Meio bocejo, em boa verdade. Paulo Portas e Francisco Assis, líder parlamentar dos socialistas, animaram a coisa. O primeiro, quando apresentou o seu caderno de encargos a José Sócrates, abrindo-lhe uma janela por onde podem passar os ventos do consenso. O segundo, quando, de forma lapidar, fez saber aos deputados, com recurso a uma metáfora dos tempos do guterrismo, que José Sócrates, quando estiver entre a espada e a parede, não pode escolher, uma e outra vez, a espada. Tradução: é baixo o nível de cedências que, em nome da estabilidade política, o Governo está disposto a aceitar.
Os prazos não ajudam esta estratégia de vitimização de José Sócrates.

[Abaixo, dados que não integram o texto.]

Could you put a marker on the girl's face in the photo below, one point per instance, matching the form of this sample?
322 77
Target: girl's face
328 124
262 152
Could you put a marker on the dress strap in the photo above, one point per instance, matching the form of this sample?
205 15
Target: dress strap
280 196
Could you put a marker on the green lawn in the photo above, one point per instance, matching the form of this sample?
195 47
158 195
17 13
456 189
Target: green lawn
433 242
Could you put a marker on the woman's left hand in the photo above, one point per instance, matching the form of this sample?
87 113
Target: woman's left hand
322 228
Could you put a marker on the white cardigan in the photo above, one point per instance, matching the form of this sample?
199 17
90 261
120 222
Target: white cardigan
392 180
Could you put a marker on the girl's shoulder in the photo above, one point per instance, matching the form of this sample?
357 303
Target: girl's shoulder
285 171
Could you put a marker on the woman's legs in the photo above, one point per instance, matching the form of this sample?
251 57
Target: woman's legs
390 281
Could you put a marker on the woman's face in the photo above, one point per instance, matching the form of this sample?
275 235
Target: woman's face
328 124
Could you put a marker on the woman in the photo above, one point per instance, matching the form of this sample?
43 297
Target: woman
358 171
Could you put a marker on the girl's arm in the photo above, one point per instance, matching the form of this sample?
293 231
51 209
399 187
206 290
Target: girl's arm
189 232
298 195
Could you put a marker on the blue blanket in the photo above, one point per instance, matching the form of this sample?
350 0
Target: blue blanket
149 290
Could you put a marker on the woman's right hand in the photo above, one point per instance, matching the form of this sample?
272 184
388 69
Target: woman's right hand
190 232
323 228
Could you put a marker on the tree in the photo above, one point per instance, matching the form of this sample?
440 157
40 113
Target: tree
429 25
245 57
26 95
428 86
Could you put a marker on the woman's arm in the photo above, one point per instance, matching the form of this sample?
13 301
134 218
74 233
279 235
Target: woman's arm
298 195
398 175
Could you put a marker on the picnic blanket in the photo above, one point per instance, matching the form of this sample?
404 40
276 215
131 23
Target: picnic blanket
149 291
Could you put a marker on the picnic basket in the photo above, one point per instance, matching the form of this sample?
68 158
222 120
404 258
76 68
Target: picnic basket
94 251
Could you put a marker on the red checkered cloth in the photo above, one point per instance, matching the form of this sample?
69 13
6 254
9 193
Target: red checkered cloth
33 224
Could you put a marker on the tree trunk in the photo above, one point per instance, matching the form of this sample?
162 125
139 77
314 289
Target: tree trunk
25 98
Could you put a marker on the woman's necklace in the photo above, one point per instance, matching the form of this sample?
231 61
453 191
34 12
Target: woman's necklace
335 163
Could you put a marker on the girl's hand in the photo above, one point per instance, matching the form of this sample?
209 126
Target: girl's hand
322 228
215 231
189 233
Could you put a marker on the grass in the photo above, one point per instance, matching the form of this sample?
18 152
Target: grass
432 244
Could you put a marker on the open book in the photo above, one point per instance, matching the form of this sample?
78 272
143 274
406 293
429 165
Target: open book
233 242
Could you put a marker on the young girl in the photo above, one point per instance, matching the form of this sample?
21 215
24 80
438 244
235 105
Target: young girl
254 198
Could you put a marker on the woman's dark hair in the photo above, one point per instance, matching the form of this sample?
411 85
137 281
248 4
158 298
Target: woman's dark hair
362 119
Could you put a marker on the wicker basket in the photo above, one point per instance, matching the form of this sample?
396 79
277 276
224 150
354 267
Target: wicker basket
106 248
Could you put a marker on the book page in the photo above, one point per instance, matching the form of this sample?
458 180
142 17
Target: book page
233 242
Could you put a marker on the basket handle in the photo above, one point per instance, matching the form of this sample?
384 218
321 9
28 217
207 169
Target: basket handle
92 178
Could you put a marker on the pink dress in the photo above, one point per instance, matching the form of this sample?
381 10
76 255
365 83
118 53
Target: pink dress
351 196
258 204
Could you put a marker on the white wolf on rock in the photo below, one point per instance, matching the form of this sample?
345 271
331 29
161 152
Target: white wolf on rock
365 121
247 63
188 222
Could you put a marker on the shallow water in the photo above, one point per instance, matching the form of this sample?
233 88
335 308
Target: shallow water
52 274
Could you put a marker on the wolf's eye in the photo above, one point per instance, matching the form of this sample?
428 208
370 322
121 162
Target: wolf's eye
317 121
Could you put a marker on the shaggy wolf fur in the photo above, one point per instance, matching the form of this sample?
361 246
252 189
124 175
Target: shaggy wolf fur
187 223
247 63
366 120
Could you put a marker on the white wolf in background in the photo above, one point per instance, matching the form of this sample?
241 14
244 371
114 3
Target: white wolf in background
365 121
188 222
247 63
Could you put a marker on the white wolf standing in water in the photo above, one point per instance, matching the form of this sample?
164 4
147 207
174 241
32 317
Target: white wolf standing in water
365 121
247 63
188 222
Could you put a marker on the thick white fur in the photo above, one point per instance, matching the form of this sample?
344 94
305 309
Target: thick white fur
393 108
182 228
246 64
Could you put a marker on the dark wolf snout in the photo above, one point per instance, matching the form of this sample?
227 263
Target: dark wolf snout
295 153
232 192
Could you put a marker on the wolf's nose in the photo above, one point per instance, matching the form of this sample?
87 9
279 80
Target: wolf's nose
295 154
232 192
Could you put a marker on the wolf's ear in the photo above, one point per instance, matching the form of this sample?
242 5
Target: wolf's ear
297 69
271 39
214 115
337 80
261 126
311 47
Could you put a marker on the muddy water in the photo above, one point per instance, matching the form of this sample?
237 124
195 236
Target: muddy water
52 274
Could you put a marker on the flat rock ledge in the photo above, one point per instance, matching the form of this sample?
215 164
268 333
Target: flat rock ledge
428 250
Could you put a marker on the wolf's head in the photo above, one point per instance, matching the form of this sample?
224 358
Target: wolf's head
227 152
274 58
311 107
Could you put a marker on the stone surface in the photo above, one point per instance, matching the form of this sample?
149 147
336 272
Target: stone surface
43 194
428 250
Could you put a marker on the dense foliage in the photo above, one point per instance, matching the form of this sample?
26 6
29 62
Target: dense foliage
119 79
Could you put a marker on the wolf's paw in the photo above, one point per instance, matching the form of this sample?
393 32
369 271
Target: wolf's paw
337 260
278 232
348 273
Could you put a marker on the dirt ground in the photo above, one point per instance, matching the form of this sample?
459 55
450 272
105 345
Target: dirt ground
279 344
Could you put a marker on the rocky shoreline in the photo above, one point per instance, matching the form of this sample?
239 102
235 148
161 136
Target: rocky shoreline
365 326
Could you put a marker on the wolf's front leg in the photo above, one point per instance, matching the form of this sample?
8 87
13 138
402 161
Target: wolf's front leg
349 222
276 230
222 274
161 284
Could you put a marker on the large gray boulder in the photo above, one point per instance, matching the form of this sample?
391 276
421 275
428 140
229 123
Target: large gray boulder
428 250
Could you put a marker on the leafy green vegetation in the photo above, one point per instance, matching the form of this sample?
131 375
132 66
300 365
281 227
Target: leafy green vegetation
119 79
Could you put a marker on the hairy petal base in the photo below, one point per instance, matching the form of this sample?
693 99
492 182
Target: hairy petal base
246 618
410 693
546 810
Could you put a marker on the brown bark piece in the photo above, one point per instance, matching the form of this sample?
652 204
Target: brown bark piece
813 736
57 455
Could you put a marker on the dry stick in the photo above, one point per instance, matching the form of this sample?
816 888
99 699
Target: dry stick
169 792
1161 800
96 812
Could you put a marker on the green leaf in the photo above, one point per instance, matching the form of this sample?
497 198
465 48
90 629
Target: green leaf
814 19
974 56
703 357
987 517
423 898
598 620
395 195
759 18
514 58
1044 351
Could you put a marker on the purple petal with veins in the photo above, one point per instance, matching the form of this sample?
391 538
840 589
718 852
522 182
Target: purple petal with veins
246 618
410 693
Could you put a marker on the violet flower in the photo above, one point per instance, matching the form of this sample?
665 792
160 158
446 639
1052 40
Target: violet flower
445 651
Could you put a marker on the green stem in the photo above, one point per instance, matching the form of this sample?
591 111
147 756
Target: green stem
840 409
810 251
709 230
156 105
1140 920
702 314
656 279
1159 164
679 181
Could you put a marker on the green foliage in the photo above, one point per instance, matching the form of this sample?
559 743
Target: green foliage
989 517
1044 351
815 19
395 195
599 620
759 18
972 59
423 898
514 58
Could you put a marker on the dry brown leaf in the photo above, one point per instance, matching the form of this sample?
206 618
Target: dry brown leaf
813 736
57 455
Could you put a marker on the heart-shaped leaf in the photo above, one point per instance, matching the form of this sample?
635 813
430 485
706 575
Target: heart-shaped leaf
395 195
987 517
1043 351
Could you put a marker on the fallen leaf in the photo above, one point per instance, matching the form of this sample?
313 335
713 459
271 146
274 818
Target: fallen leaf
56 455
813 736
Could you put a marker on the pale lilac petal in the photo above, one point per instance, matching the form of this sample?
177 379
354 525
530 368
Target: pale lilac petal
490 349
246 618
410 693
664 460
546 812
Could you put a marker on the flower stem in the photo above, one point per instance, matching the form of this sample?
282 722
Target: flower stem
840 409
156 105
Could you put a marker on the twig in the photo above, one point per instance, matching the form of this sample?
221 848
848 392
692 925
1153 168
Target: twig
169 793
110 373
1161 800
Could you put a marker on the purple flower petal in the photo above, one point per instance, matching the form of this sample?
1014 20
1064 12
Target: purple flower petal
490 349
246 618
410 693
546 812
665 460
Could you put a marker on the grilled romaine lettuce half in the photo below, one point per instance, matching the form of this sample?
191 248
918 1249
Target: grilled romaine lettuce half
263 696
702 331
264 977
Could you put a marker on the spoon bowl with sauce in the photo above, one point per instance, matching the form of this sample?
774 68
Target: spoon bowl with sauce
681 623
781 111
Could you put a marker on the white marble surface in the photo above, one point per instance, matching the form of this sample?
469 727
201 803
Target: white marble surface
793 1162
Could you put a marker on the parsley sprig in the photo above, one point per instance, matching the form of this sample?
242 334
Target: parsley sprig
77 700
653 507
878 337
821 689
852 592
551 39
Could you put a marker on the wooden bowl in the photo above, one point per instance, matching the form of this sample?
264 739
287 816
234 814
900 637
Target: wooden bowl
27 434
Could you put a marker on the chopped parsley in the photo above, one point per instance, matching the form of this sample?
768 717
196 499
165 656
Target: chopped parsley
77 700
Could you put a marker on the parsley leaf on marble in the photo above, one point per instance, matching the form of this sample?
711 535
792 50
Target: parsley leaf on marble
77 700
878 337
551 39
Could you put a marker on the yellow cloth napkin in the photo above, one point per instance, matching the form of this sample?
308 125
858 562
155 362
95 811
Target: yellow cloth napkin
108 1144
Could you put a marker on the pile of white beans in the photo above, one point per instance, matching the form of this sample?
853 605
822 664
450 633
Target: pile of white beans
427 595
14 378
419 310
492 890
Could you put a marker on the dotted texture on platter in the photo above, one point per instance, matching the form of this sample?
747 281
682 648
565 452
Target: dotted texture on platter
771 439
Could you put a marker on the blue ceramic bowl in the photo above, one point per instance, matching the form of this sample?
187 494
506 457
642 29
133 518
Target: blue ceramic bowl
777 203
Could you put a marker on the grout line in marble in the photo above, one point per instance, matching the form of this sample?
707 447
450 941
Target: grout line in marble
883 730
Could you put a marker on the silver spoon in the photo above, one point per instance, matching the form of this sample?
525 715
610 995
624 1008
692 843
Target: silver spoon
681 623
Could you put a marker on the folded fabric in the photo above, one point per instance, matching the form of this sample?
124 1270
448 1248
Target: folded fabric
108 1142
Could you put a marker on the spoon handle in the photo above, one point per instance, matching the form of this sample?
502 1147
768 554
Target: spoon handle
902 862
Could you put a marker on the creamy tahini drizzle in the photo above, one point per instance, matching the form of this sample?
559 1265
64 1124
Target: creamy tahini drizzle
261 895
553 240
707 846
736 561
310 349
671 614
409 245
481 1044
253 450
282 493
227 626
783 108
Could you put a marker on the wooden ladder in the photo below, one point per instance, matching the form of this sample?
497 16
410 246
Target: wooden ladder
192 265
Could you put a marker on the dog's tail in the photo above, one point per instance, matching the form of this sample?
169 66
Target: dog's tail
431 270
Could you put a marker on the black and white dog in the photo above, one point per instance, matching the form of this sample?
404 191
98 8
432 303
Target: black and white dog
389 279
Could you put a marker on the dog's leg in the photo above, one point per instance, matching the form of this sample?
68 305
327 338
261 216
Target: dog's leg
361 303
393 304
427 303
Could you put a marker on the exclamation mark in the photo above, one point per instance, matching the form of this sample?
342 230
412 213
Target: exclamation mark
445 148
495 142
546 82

Ou melhor: não ajudarão, caso o PSD ponha rapidamente ordem na casa e saiba escolher um sucessor de Manuela Ferreira Leite que reúna duas condições: garantir que os barões e baronetes social-democratas não o começam a "esfaquear" no dia seguinte à tomada de posse; e saiba ter arte para encostar Sócrates à parede sem lhe dar tempo e espaço para este usar a "espada".
Nos próximos seis meses, a menos que uma hecatombe política se abata sobre o País, o Governo não pode ser destituído de funções. Acresce que o eleitorado perceberia mal que, à primeira dificuldade, Sócrates, o animal feroz, soçobrasse. Ocorre ainda que, se o PSD for lesto a escolher um bom líder, os níveis de popularidade do sucessor de Ferreira Leite tendem a subir (a menos que este acumule erros atrás de erros). De modo que a estratégia de vitimização tem que ser muitissímo bem gerida, para não provocar efeitos contrários aos previstos.
A apresentação do Orçamento do Estado permitirá clarificar o jogo de sombras a que vamos assistir nas próximas semanas. Sempre fundamental, este instrumento é ainda mais decisivo quando os governos são minoritários. E, sobretudo, quando a crise manda pôr em ordem as contas públicas sem colocar de lado os apoios à economia. Este verdadeiro quebra-cabeças exigirá de Teixeira dos Santos a elaboração de um Orçamento do Estado tremendamente difícil. Por isso mesmo, os equilíbrios necessários à prossecução das políticas com devida cobertura orçamental começarão aí a ser verdadeiramente definidos. Far-se-á luz sobre o futuro próximo da política portuguesa?